The hydrophones used were Model 8178-7 Hydrophones: We currently are using two matched and calibrated Model 8178-7 hydrophones. They are wideband, omnidirectional underwater sensors with a frequency response from 20 Hz to 200 kHz. The spatial response is omnidirectional in orthogonal planes with minor nulling along the axis looking up the cable.

Hydrophone Sensors: The sensor is a small lead zirconate titanate (PZT) spherical sensor. It is fairly thick walled and will withstand several thousand psi of pressure. It is reverse poled on one hemispherical half and series wired to increase sensitivity. The element center is approximately ½" from the end inside the rounded dark polyurethane end.

Hydrophone Electronics: The electronics include a low noise, wideband FET input preamplifier, a pass filter at 15 Hz to reduce geophysical noise, a power supply filter, and power input protective circuits. The amplifier is included inside a metal EMI filter and is encapsulated inside the PVC plastic body of the hydrophone assembly.

Hydrophone Cable: The cable is 45 foot underwater shielded cable. There are four conductors inside a metalized shield. On the top end, the power lines are terminated in a small dual 9 volt battery clip set.

Hydrophone Acoustic Parameters: These hydrophones are provided with calibration that indicates that the hydrophone is flat down to about 20 Hz at about -168.5 dB re 1 v/uPa. The response from 2 kHz to about 10 kHz is -168.5 dB, and then the response rolls off gradually at about -172 dB. From 80 kHz to about 140 kHz, the response is about -174 dB, then the response climbs again to about -170 dB by 180 kHz. After about 200 kHz, the response rolls off gradually to about 250 kHz, then drops rather sharply at about -12 dB per octave.
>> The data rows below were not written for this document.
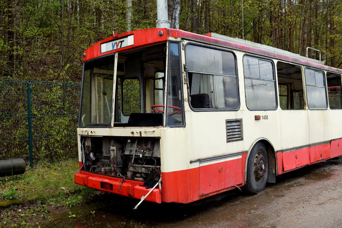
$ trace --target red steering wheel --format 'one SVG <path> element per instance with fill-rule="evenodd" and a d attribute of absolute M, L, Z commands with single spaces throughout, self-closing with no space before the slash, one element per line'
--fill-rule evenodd
<path fill-rule="evenodd" d="M 164 113 L 165 111 L 164 110 L 161 110 L 158 109 L 156 109 L 156 108 L 159 108 L 159 107 L 163 107 L 164 108 L 164 109 L 165 109 L 165 106 L 164 105 L 152 105 L 151 107 L 151 108 L 152 109 L 152 110 L 154 111 L 154 112 L 158 113 L 159 112 Z M 176 106 L 172 106 L 170 105 L 168 105 L 167 108 L 170 108 L 172 109 L 174 109 L 175 111 L 173 112 L 167 112 L 167 114 L 169 115 L 174 115 L 175 114 L 179 114 L 179 113 L 182 113 L 182 109 L 181 108 L 176 107 Z"/>

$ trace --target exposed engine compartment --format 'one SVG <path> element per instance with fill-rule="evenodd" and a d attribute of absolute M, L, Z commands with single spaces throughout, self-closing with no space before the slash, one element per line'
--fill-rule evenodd
<path fill-rule="evenodd" d="M 82 170 L 137 181 L 160 178 L 159 139 L 82 137 Z"/>

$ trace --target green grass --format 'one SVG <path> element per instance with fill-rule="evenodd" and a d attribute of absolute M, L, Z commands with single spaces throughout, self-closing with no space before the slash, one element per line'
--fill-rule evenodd
<path fill-rule="evenodd" d="M 71 207 L 94 190 L 75 184 L 78 162 L 71 159 L 40 162 L 24 174 L 0 178 L 0 207 L 47 201 L 54 206 Z"/>
<path fill-rule="evenodd" d="M 74 183 L 78 164 L 40 162 L 23 174 L 0 178 L 0 227 L 40 227 L 51 220 L 51 207 L 70 208 L 94 196 L 99 191 Z"/>

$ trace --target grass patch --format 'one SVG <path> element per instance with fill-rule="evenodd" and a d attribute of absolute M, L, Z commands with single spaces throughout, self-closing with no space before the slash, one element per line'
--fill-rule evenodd
<path fill-rule="evenodd" d="M 27 167 L 24 174 L 0 178 L 0 207 L 42 201 L 56 206 L 78 204 L 94 191 L 74 183 L 78 164 L 76 159 L 40 162 L 32 169 Z"/>
<path fill-rule="evenodd" d="M 40 162 L 24 174 L 0 178 L 0 227 L 40 227 L 51 220 L 49 209 L 71 208 L 95 195 L 99 191 L 74 183 L 78 164 Z"/>

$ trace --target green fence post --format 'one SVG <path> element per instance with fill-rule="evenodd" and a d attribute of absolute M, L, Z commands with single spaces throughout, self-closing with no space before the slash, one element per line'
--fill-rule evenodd
<path fill-rule="evenodd" d="M 29 150 L 30 151 L 30 166 L 33 168 L 32 154 L 32 116 L 31 115 L 31 83 L 28 82 L 28 117 L 29 120 Z"/>

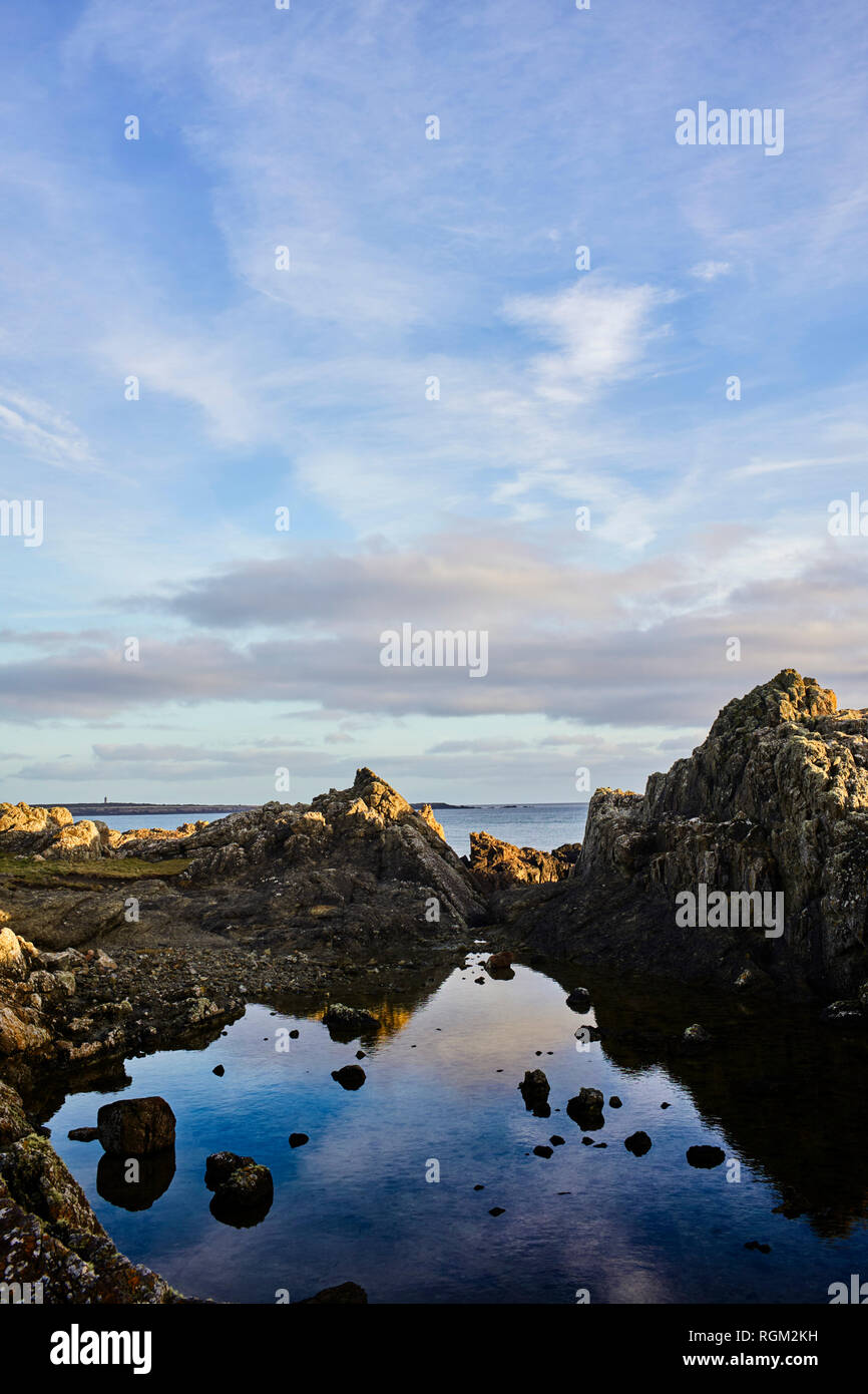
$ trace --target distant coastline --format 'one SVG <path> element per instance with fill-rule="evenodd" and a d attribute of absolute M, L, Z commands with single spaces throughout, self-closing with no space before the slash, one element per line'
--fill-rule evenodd
<path fill-rule="evenodd" d="M 109 814 L 113 818 L 163 813 L 245 813 L 252 803 L 57 803 L 46 807 L 68 809 L 74 817 L 89 818 Z"/>

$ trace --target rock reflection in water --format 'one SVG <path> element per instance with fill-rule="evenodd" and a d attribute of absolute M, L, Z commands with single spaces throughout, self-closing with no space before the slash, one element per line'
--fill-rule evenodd
<path fill-rule="evenodd" d="M 131 1163 L 135 1163 L 135 1170 Z M 166 1195 L 174 1174 L 174 1147 L 148 1157 L 113 1157 L 104 1151 L 96 1168 L 96 1189 L 103 1200 L 123 1210 L 149 1210 L 155 1200 Z"/>

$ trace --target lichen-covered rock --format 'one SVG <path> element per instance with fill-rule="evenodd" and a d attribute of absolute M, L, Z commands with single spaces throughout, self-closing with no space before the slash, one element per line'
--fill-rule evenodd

Grace Lunatec V3 Signal Processing: The signal from the hydrophone is routed through a Grace Lunatec V3 mic-preamp. The Grace Lunatec V3 has an ultra-low distortion 24-bit A/D converter. It has flexible outputs including SPDIF (RCA) and two sets of AES3 (XLR). Sample rates are 44.1, 48, 88.2, 96, 176.4 and 192 kHz. The Grace Lunatec V3 is also equipped with a unique analog noise shaping dither circuit, or ANSRTM, which can be applied for word-length reduction when sending signals to a 16-bit digital recorder. Grounding Rod: A grounding rod is a metal shaft used for grounding. These solid copper rods are meant to be driven into the ground. Most codes call for a ground system of 25 ohms or less. (In our case the rod was just laid in the water) While, as a practical matter, you may not get to 0 ohms, you certainly can get to 25 ohms or less if the ground rods are properly installed. The resistance of this ground or water is intended to be 25 Ohms or less, but is rarely tested. To verify the resistance of ground or water, it should be tested with instruments using the fall-off-potential method. (See picture 2)


Picture 2


Grounding Block (Electrical Isolator): Experiments using hydrophones require that your electrical equipment not add to the data that you are trying to collect. This simple and cost effective grounding block will localize and organize the ground circuit in your system. The GB-10 comes with all the hardware needed to mount the block to your isolation table and attach up to 10 single leads. (See figure 1)  

GB 10

Figure 1





It was our goal to create a hydrophone recording system that was beyond music studio quality for precise research measurement as well as applications demanding very broad extended frequency response and extreme dynamic ranges. The first part of this applied research had to overcome electronic hum and its damaging effect to our research data. By using a simple grounding rod and ground block inter-connected by copper cable and terminating at water's ground potential we were able to eliminate ground loops and potential interference.

Our current spectrographic analysis shows no observable electronic hum in the sounds we are recording. (See picture 3.)


Picture 3


This relatively simple answer has allowed us to record continuously for weeks at a time with no appreciable sound distortion. The results from these pristine digital recordings are currently being analyzed and prepared for publication. We have seen the remarkable first echolocation from the calf as well as robust vocalizations only moments after birth. The results of this research are forthcoming over the next few months.